Former Malaysian Prime Minister Najib Razak was charged in court Wednesday with criminal breach of trust and corruption, two months after a multibillion-dollar graft scandal at a state investment fund led to his shock election defeat.
He pleaded not guilty to all charges.
"I claim trial," he said in a barely audible voice as he stood in the dock at the High Court in Kuala Lumpur.
Prosecutors demanded 4 million ringgit (nearly 1 million US dollars) bail, but the judge set the amount at 1 million ringgit in cash (250,000 US dollars) and ordered Najib to surrender his two diplomatic passports.
The patrician and luxury-loving Najib, wearing a suit and a red tie, appeared calm and smiled as he was escorted into the court complex.
He had been arrested Tuesday by anti-graft officials over a suspicious transfer of 42 million ringgit (10.4 million US dollars) into his bank accounts from SRC International, a former unit of the 1MDB state investment fund that US investigators say was looted of billions by associates of Najib.
He was charged with abuse of power leading to gratification under Malaysia's anti-corruption law and three counts of criminal breach of trust.
Each charge has a maximum penalty of 20 years in prison.
Whipping is also a penalty but Najib would be exempt because of his age.
Najib, 64, has accused Malaysia's new government of seeking "political vengeance."
New Prime Minister Mahathir Mohamad reopened investigations into 1MDB that were stifled under Najib's rule.

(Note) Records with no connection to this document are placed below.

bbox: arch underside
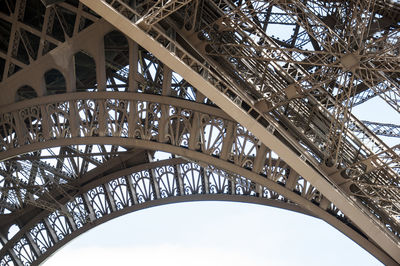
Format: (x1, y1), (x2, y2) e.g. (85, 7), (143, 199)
(0, 92), (394, 265)
(0, 1), (398, 265)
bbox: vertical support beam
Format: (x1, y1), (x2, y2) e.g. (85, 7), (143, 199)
(93, 38), (107, 91)
(81, 0), (400, 263)
(128, 39), (139, 92)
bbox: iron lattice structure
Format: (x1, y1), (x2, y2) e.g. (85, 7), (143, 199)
(0, 0), (400, 265)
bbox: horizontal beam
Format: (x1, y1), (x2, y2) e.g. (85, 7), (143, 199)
(81, 0), (400, 263)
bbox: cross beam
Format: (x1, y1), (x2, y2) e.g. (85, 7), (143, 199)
(81, 0), (400, 263)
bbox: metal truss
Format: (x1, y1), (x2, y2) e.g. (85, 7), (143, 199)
(0, 0), (400, 265)
(349, 121), (400, 138)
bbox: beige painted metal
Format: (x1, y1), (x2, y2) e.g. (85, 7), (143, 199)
(81, 0), (400, 263)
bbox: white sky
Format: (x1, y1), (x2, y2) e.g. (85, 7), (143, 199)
(44, 202), (382, 266)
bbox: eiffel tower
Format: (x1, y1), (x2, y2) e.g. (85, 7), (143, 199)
(0, 0), (400, 265)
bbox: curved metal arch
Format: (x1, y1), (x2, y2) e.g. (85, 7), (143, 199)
(1, 152), (394, 265)
(0, 92), (393, 263)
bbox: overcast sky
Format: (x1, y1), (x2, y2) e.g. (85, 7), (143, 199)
(44, 202), (381, 266)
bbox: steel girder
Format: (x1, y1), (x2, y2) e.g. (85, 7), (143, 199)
(0, 1), (399, 264)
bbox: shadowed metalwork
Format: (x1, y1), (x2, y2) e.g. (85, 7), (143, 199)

Najib set up 1MDB when he took power in 2009 but the fund amassed billions in debts and is being investigated in the US and several other countries.

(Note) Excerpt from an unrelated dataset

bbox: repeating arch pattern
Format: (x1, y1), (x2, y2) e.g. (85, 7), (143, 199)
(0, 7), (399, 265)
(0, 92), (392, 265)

He and his wife were questioned last month over the SRC case by the anti-graft agency and have were barred from leaving the country.
Police have also seized jewelry and valuables valued at more than 1.1 billion ringgit (272 million US dollars) from properties linked to Najib.
US investigators say 4.5 billion US dollars were stolen and laundered from 1MDB by Najib's associates, including some 700 million US dollars that landed in Najib's bank account.
Najib's laywer Muhammad Shafee Abdullah asked for the case to be expedited.
Najib "is anxious to clear his name," he told the High Court. "We are pretty confident about this case."
Malaysia's new attorney general, Tommy Thomas, will head the prosecution in the case.